Background: HIV testing is still stigmatized among many high-risk groups in China, whereas routine syphilis testing has been widely accepted at sexually transmitted infection (STI) clinics. This project used the platform of a rapid syphilis screening test to expand HIV test uptake. The objective of this study was to use multilevel modeling to analyze determinants of syphilis and HIV-testing uptake at STI clinics in China.
Methods: 2061 STI patients at 6 clinics in Guangdong Province were offered free rapid syphilis and free rapid HIV testing. Test uptake was defined by patient receipt of results and a multilevel model was used to analyze predictors of uptake.

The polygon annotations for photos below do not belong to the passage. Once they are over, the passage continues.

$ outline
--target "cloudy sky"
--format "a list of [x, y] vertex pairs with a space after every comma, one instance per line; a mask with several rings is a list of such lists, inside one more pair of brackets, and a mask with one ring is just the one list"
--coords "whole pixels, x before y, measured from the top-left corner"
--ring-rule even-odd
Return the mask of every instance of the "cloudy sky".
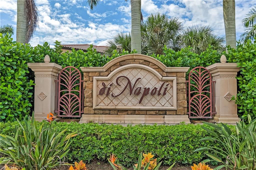
[[[36, 0], [39, 26], [30, 43], [33, 46], [56, 40], [62, 44], [93, 44], [105, 45], [108, 40], [120, 32], [131, 31], [130, 1], [101, 1], [91, 10], [87, 0]], [[237, 39], [243, 32], [241, 21], [256, 1], [236, 1]], [[1, 25], [9, 24], [16, 28], [16, 1], [1, 0]], [[145, 19], [152, 13], [160, 12], [177, 17], [185, 26], [210, 25], [215, 33], [225, 36], [222, 1], [142, 0]], [[14, 40], [16, 35], [13, 36]]]

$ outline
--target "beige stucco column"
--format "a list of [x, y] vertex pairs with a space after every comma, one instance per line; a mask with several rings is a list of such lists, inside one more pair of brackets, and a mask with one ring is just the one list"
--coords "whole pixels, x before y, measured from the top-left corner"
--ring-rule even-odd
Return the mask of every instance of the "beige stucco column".
[[236, 63], [215, 63], [207, 67], [212, 76], [214, 84], [213, 107], [216, 114], [214, 119], [217, 123], [235, 124], [239, 120], [237, 106], [231, 100], [237, 95], [237, 76], [240, 69]]
[[41, 121], [50, 112], [54, 113], [57, 105], [56, 83], [61, 66], [54, 63], [28, 63], [35, 72], [35, 110], [36, 120]]

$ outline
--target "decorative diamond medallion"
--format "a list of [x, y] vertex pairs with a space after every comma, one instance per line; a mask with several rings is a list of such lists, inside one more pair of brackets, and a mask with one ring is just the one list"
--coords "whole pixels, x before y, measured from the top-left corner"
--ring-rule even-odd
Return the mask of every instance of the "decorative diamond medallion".
[[226, 94], [224, 97], [226, 99], [228, 100], [228, 101], [229, 102], [231, 100], [231, 98], [232, 98], [232, 95], [228, 92]]
[[42, 101], [47, 96], [45, 93], [43, 91], [42, 91], [41, 92], [41, 93], [39, 94], [39, 95], [38, 95], [38, 97], [39, 97], [40, 99]]

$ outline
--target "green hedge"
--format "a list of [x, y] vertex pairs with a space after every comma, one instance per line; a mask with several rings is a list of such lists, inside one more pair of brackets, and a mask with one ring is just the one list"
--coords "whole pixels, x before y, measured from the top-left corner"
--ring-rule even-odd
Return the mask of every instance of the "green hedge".
[[229, 48], [227, 57], [229, 62], [236, 62], [241, 68], [237, 78], [236, 103], [240, 115], [246, 120], [249, 114], [252, 119], [256, 119], [256, 38], [254, 39], [253, 43], [250, 40], [243, 44], [238, 42], [236, 49]]
[[8, 35], [0, 33], [0, 119], [1, 121], [20, 120], [28, 115], [32, 106], [29, 102], [33, 95], [29, 91], [34, 82], [27, 75], [27, 63], [33, 55], [28, 46], [14, 42]]
[[[113, 153], [118, 158], [119, 163], [131, 166], [136, 163], [140, 152], [152, 152], [165, 164], [175, 162], [190, 164], [207, 158], [202, 152], [194, 152], [196, 149], [208, 145], [219, 146], [214, 141], [199, 140], [211, 136], [199, 125], [125, 127], [92, 123], [52, 123], [57, 131], [66, 129], [67, 134], [79, 132], [71, 138], [70, 150], [66, 160], [70, 163], [81, 160], [88, 162], [95, 158], [106, 161]], [[17, 122], [0, 123], [1, 133], [13, 136], [14, 128], [17, 124]], [[234, 126], [231, 126], [234, 132]]]
[[[73, 49], [71, 52], [62, 53], [60, 42], [57, 41], [54, 48], [52, 48], [47, 42], [33, 47], [29, 44], [21, 44], [13, 41], [10, 36], [1, 35], [0, 38], [1, 54], [3, 54], [0, 61], [0, 92], [1, 98], [5, 100], [0, 102], [1, 121], [14, 120], [16, 118], [20, 119], [28, 114], [30, 110], [33, 110], [34, 95], [31, 96], [34, 93], [33, 89], [31, 89], [34, 84], [32, 81], [24, 81], [33, 80], [34, 79], [33, 72], [28, 72], [29, 69], [28, 69], [27, 63], [43, 62], [44, 56], [47, 54], [50, 56], [51, 62], [63, 67], [72, 66], [79, 69], [81, 67], [102, 66], [113, 58], [129, 54], [124, 50], [119, 54], [115, 50], [112, 56], [106, 56], [97, 52], [92, 48], [92, 45], [86, 52]], [[192, 69], [219, 62], [220, 56], [225, 54], [228, 62], [237, 62], [242, 67], [241, 74], [238, 78], [238, 96], [236, 100], [239, 115], [246, 119], [247, 115], [250, 114], [252, 119], [254, 119], [256, 118], [256, 41], [249, 40], [244, 44], [239, 43], [236, 49], [229, 48], [227, 54], [225, 51], [220, 54], [209, 46], [205, 51], [198, 54], [192, 52], [189, 47], [175, 51], [165, 47], [163, 54], [153, 54], [151, 56], [167, 67], [189, 67]], [[28, 92], [26, 93], [27, 91]]]

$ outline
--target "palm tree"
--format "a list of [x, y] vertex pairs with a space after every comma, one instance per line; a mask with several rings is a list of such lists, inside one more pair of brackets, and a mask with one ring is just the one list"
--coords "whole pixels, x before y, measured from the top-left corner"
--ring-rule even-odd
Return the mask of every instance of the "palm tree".
[[223, 17], [226, 35], [226, 44], [236, 48], [236, 17], [234, 0], [223, 0]]
[[209, 45], [220, 52], [225, 49], [225, 37], [215, 35], [213, 30], [209, 26], [189, 27], [183, 32], [176, 40], [178, 48], [190, 46], [194, 52], [198, 54], [205, 51]]
[[242, 34], [240, 38], [244, 41], [249, 39], [253, 40], [256, 37], [256, 6], [251, 9], [247, 17], [242, 21], [245, 32]]
[[[113, 51], [116, 50], [118, 53], [121, 53], [124, 50], [130, 52], [131, 38], [130, 33], [121, 33], [115, 36], [113, 38], [108, 41], [106, 50], [104, 52], [104, 54], [108, 56], [111, 56]], [[146, 45], [143, 43], [142, 45], [141, 54], [151, 54], [153, 51]]]
[[177, 18], [168, 18], [165, 14], [151, 14], [142, 24], [142, 40], [156, 54], [163, 54], [165, 45], [175, 46], [174, 40], [183, 28]]
[[118, 53], [120, 53], [123, 50], [130, 52], [131, 41], [130, 33], [119, 33], [112, 39], [108, 41], [106, 45], [108, 48], [104, 52], [104, 54], [111, 55], [113, 51], [115, 50]]
[[38, 24], [38, 10], [34, 0], [17, 0], [16, 41], [28, 43]]
[[5, 25], [0, 27], [0, 33], [3, 34], [3, 36], [4, 36], [7, 34], [8, 33], [9, 34], [13, 35], [14, 34], [14, 29], [13, 27], [10, 25]]
[[131, 0], [132, 14], [131, 49], [137, 50], [141, 54], [141, 0]]
[[[125, 0], [127, 1], [127, 0]], [[99, 3], [99, 0], [88, 0], [88, 3], [92, 10]], [[141, 22], [143, 20], [141, 10], [141, 0], [131, 0], [132, 16], [131, 49], [137, 50], [138, 54], [141, 54]]]
[[[182, 28], [177, 18], [168, 18], [159, 13], [151, 14], [141, 24], [141, 54], [162, 54], [165, 45], [170, 48], [175, 46], [174, 40]], [[111, 55], [114, 50], [131, 52], [131, 44], [130, 33], [119, 33], [108, 41], [105, 54]]]

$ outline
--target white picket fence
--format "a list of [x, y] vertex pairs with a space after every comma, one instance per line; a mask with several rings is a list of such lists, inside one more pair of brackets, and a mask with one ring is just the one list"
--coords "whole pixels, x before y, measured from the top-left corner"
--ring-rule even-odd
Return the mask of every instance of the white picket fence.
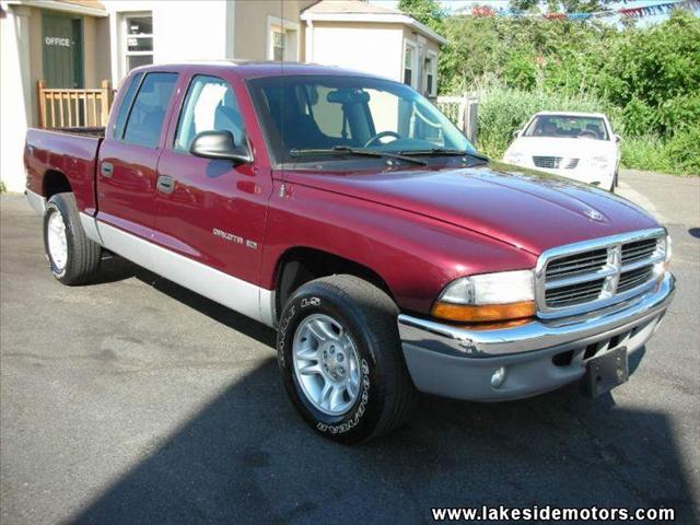
[[457, 126], [472, 144], [477, 142], [477, 116], [479, 101], [469, 93], [462, 95], [439, 96], [438, 108]]

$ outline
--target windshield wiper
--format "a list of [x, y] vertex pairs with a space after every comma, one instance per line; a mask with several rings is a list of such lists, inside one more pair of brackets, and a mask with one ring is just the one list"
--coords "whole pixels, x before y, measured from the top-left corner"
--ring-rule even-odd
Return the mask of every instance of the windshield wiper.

Results: This was the first syphilis or HIV test for the large majority (1388, 77.7%) of participants. Syphilis test uptake and HIV test uptake were high (1681, 81.6%, syphilis test uptake; 1673, 81.2% HIV test uptake). HIV test uptake was significantly concordant with syphilis test uptake (τb = 0.89, P < 0.001). The most parsimonious model of refusing HIV test uptake included the following variables: being married, having a previous HIV test, being unaccompanied, and participating in the last 2 months of the study.
Conclusions: STI clinic-based screening for syphilis and HIV represents an excellent opportunity for scaling up integrated services, especially in South China where syphilis and sexually transmitted HIV cases are both rapidly increasing. Effective integration of HIV testing into routine clinical practice requires an understanding not only of individual test uptake but also of the broader social context of HIV testing.